In Oracle 11gr2 we can use ASM as the storage for OCR and VOTING disks.
There are few things we need to understand
1. Directly restore of a manual / automatic OCR backup is not possible, if the OCR is stored on ASM disk group.
2. For successful ASM start, CRS stack must be up.
3. At the time of OCR restore, OCR should not be in use, i.e. no CRS daemon must be running.
So it is kind of cyclic dependency between ASM & CRS. There is a way to overcome this scenario. But to keep the setup simple, we can always follow traditional approach of the using CFS (Clustered File System) to store the OCR and VOTING disks.
In this scenario, I’ve described how to change the storage from ASM to CFS for OCR & VOTE.
Environment Details
SunOS node1.mydomain.com 5.10 Generic_141445-09 i86pc i386 i86pc
SunOS node2.mydomain.com 5.10 Generic_141445-09 i86pc i386 i86pc
# cat /etc/release
Solaris 10 10/09 s10x_u8wos_08a X86
Copyright 2009 Sun Microsystems, Inc. All Rights Reserved.
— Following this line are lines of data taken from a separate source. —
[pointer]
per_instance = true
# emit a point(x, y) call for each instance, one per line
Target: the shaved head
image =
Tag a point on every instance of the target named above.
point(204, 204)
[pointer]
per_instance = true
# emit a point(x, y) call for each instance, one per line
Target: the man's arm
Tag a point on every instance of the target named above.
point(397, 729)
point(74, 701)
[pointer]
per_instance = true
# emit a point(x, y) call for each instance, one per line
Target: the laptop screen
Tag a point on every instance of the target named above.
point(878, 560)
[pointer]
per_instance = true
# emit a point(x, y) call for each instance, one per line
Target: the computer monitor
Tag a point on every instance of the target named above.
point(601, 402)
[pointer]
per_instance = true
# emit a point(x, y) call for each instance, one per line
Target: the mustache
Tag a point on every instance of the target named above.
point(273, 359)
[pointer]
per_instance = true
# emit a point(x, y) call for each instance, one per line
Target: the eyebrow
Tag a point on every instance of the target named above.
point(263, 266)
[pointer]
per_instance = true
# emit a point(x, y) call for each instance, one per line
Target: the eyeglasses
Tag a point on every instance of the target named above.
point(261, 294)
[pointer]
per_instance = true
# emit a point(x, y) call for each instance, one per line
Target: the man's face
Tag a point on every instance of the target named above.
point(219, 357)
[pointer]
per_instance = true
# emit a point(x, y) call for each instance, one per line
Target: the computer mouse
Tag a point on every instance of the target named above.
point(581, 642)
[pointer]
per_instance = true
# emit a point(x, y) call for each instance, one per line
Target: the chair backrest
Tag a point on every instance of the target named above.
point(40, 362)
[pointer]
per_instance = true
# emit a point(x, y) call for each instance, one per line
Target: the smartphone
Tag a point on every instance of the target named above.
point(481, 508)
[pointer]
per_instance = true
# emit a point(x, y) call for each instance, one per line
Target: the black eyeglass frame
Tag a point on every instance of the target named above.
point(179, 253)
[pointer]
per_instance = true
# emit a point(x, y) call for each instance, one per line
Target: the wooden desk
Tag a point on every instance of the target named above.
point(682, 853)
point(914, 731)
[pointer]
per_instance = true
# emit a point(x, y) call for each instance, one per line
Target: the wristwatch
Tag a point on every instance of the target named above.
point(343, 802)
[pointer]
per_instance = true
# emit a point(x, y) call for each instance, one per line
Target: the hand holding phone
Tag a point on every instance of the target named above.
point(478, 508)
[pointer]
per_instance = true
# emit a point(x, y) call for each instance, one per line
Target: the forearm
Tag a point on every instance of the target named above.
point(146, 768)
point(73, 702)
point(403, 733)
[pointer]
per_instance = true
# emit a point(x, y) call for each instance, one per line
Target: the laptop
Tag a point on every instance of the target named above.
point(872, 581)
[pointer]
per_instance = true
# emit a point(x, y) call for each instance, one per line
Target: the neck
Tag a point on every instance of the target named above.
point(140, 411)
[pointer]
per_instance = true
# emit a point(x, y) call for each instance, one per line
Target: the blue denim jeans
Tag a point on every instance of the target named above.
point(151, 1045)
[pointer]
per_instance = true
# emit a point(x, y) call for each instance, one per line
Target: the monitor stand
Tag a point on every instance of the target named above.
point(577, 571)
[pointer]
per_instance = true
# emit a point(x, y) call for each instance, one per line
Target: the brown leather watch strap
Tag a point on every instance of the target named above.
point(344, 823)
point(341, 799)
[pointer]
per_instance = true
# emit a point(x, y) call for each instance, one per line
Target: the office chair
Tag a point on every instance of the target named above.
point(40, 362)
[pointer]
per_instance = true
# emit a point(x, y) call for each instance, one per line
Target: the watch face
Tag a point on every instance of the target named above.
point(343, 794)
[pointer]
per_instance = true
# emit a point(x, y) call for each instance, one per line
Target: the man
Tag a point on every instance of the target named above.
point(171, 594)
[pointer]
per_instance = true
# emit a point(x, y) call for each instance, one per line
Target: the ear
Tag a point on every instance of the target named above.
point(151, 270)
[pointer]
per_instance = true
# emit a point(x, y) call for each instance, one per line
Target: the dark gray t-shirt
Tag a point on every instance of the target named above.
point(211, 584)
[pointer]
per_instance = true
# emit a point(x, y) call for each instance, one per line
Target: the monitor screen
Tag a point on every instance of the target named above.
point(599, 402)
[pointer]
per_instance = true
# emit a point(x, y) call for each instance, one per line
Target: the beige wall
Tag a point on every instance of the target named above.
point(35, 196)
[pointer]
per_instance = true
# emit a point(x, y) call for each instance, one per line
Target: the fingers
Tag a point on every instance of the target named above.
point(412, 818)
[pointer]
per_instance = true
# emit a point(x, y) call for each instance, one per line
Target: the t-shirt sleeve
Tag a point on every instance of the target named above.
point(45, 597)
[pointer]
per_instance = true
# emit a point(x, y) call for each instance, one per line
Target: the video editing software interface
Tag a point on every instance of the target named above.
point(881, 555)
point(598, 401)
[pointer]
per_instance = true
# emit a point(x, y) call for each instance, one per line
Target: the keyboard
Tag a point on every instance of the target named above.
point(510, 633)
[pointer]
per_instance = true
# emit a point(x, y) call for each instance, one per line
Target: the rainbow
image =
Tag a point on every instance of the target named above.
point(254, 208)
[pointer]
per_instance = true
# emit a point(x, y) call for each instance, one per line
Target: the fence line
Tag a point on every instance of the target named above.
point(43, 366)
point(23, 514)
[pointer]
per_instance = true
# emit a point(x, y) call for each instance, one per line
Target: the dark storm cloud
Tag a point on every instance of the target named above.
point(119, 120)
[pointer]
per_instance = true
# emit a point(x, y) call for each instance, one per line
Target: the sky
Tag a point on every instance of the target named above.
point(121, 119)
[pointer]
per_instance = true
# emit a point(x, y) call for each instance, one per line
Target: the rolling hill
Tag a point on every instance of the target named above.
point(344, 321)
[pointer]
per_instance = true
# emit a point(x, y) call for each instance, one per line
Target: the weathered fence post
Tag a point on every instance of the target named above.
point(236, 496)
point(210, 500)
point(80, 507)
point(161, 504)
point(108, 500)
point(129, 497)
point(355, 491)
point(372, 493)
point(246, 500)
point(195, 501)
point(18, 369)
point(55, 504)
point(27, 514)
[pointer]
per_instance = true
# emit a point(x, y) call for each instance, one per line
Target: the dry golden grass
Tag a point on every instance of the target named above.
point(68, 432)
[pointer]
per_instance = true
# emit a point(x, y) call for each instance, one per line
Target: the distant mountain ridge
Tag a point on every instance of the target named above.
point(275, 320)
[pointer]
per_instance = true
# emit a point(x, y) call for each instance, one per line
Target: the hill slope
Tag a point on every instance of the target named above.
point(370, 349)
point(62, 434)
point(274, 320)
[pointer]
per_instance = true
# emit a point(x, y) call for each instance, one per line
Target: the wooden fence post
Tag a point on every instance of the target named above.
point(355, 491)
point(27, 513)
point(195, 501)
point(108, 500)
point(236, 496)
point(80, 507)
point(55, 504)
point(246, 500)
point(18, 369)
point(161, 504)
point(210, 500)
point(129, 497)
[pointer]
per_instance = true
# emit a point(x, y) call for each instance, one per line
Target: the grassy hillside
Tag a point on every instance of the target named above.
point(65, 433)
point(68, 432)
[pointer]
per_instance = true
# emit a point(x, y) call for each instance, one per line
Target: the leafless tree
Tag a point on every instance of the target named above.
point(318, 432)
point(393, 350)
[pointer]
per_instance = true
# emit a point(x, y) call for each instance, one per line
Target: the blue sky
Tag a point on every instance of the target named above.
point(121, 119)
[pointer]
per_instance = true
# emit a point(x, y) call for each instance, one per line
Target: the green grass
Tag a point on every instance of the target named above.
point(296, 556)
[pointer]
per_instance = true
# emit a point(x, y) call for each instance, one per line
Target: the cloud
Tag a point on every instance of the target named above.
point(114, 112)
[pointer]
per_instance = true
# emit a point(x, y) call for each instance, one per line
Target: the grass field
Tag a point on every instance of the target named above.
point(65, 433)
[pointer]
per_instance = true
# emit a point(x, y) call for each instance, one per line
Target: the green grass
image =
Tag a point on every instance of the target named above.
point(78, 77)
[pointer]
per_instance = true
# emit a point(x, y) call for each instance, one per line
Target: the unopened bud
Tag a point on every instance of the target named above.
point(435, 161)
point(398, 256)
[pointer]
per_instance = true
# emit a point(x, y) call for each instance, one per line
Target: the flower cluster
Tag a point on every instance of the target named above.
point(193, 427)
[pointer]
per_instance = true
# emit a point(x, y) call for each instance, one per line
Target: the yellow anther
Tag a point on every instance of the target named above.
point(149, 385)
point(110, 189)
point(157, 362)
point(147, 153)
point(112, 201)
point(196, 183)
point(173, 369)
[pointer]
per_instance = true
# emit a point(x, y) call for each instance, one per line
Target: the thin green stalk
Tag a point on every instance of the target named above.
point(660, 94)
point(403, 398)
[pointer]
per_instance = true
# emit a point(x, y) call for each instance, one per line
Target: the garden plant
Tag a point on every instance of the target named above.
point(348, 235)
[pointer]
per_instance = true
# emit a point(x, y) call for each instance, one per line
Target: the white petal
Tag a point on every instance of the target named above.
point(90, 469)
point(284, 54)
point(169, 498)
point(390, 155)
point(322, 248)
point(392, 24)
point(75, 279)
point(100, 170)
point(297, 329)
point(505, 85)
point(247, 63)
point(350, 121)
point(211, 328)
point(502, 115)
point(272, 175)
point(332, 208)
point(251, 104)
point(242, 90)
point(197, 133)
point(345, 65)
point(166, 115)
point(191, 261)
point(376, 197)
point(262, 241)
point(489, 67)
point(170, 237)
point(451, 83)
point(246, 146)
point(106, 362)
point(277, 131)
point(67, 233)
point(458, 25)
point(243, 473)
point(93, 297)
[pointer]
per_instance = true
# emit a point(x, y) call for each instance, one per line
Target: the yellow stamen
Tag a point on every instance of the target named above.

Use is subject to license terms.
Assembled 16 September 2009
I have already created a CFS as /ocrvote and 2 directories (ocr,vote) in it for storing these files.
First we’ll add the OCR to CFS
1. Check the existing OCR details
# ocrcheck
Status of Oracle Cluster Registry is as follows :
Version : 3
Total space (kbytes) : 262120
Used space (kbytes) : 2332
Available space (kbytes) : 259788
ID : 775547019
Device/File Name : +DATA
Device/File integrity check succeeded
Device/File not configured
Device/File not configured
Device/File not configured
Device/File not configured
Cluster registry integrity check succeeded
Logical corruption check succeeded
As we can see the current OCR is stored on ASM DG +DATA.
2. Add new OCR on CFS
# ocrconfig -add /ocrvote/ocr/ocr.dat
PROT-30: The Oracle Cluster Registry location to be added is not accessible
Workaround to this problem
# touch /ocrvote/ocr/ocr.dat
Now retry the same operation
# ocrconfig -add /ocrvote/ocr/ocr.dat
#
Check the OCR details again
# ocrcheck
Status of Oracle Cluster Registry is as follows :
Version : 3
Total space (kbytes) : 262120
Used space (kbytes) : 2184
Available space (kbytes) : 259936
ID : 1340063014
Device/File Name : +DATA
Device/File integrity check succeeded
Device/File Name : /ocrvote/ocr/ocr.dat
Device/File integrity check succeeded
Device/File not configured
Device/File not configured
Device/File not configured
Cluster registry integrity check succeeded
Logical corruption check succeeded
We are seeing second OCR added on CFS
Add Third OCR on CFS
# touch /ocrvote/ocr/ocr2.dat
# ocrconfig -add /ocrvote/ocr/ocr2.dat
# ocrcheck
Status of Oracle Cluster Registry is as follows :
Version : 3
Total space (kbytes) : 262120
Used space (kbytes) : 2152
Available space (kbytes) : 259968
ID : 1340063014
Device/File Name : +DATA
Device/File integrity check succeeded
Device/File Name : /ocrvote/ocr/ocr.dat
Device/File integrity check succeeded
Device/File Name : /ocrvote/ocr/ocr2.dat
Device/File integrity check succeeded
Device/File not configured
Device/File not configured
Cluster registry integrity check succeeded
Logical corruption check succeeded
# ls -al /ocrvote/ocr/
total 25368
drwxr-xr-x 2 oragrid oinstall 96 Sep 3 17:56 .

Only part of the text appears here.